Alabama law permits the donation of food to nonprofit institutions, such as churches.
"Still, just because it's legal doesn't mean it's necessarily safe, especially considering that the bulk of this food probably was prepared under conditions of unknown sanitary standards," Weese said.
Contaminated food does not always taste bad, smell bad, or look bad. Food safety should be a concern for people donating or receiving donated foods. Avoiding foodborne illness is particularly important in a disaster when facilities may be minimal or when people have compromised immune systems. A foodborne illness at an emergency shelter can make a bad situation worse.
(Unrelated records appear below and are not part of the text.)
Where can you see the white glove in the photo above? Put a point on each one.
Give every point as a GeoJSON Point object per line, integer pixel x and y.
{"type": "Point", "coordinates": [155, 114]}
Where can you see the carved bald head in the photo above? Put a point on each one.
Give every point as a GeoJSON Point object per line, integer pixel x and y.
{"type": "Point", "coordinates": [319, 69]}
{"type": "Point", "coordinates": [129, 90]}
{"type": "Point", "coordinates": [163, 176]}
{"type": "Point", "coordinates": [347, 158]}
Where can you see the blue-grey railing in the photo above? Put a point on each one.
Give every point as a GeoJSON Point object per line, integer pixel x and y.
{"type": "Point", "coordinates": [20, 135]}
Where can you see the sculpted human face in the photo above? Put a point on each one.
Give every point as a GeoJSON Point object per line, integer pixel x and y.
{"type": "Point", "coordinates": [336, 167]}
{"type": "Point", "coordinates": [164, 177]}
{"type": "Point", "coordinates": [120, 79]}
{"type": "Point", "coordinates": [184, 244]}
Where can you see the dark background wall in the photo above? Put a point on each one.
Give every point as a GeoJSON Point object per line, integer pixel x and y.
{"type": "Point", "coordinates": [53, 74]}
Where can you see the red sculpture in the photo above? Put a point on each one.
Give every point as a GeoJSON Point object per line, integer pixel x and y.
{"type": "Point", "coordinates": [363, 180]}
To help avoid these problems the Alabama Cooperative Extension Service is offering some advice for those wanting to donate food and those who receive the items:
Cautions for accepting donated foods:
Cooked meats (including poultry and fish)
Raw meats
Raw meats should have been held no longer than two days in a home refrigerator before donation.
Baked goods
Cakes, pies, cookies, etc. are safe foods for home preparation and donation as long as cream and custard fillings and meringues are avoided.
Eggs and cheese
Eggs, raw or cooked, should be held under continual refrigeration. Cooked eggs should be used the same day as cooked, or boiled eggs with the shell intact used within one week (kept under refrigeration before use). Do not donate or accept cracked raw eggs. Cheese should be kept under refrigeration.
Dry goods
Dry goods such as cereals, flour, sugar, dry beans, etc. are safe.
Canned goods
Commercially prepared canned goods, including canned meats, are safe when received in containers in good condition. However, if the entire container is not used when opened, the remaining portion must be refrigerated. Do not use dented, rusted or swollen cans or home-canned vegetables.